Principal Coordinates Analysis

While PCA has proven useful in a large number of statistical studies in other fields, it is now largely of historic interest in vegetation ecology. The assumption that species exhibit monotonic (linear, strictly) responses to environment means that it's really only suitable for VERY short gradients. PCA is probably best suited to studying within-community variation of a single community type, rather than variation among communities.

One significant improvement is Principal Coordinates Analysis (PCO or PCoA), which is an eigen-analysis of a distance or dissimilarity matrix. In contrast to PCA, with PCO you can employ a broader range of distances or dissimilarity coefficients, including ones which ignore joint absences. R provides a function for calculating distances, the dist() function, which provides a fairly narrow range of distances (euclidean, manhattan, binary, canberra, and maximum). However, the vegan library provides the vegdist() function, and the LabDSV library provides the dsvdis() function as alternatives that provide many more indices, including those commonly used in vegetation ecology.
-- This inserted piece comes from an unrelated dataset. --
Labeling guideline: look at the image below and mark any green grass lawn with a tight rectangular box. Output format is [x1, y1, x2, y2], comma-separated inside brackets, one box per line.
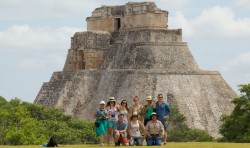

Table 1. Distances and Dissimilarities

Distance, Dissimilarity, or IndexdistveganLabDSV
methodmethodindex
euclideanXX
manhattanXX
binaryXsteinhaus1
sorensenX1
canberra XX
bray-curtis braybray/curtis
gower X
kulczynski X
ochiai X
ruzicka X
roberts X
Chi-Square chisq
morisitaX
mountfordX
hornX
minkowskiX
footnote
1 = converts to presence/absence

Table 1 specifies the distance, dissimilarity, or index functions used in various programs and libraries. The second line specifies the argument expected in the function call. The first column specifies the name of the index as commonly known; X indicates present under that name, another name indicates that the index is present in the function, but is called something slightly different. In all cases, the first argument to the function is the vegetation matrix (transformed appropriately before hand if desired), and the second argument is the distance, dissimilarity or index. Since R allows function arguments to be specified by order, as well as named, you don't have to remember whether the specific function uses "metric", "method", or "index" as long as it's the second argument supplied.

For example:

result <- dist(veg,method="canberra")     
result <- dist(veg,"canberra")

result <- vegdist(veg,method="bray")      
result <- vegdist(veg,"bray")

result <- dsvdis(veg,index="ruzicka")     
result <- dsvdis(veg,"ruzicka")
are all correct function calls for R, vegan, and LabDSV respectively. My convention is to name the result "dis" with an extension that specifies which distance, dissimilarity, or index I used. For example:
dis.euc <- dist(veg,'euclidean')
dis.bray <- vegdist(veg,method="bray")
dis.ruz <- dsvdis(veg,index="ruzicka")
R uses a function called cmdscale() to calculate what it calls "classical multi-dimensional scaling", a synonym for principal coordinates analysis. To make our work easier and more comparable to other techniques, we will use a LabDSV function called pco() which simply calls cmdscale with specific arguments, and provides more convenient plotting routines.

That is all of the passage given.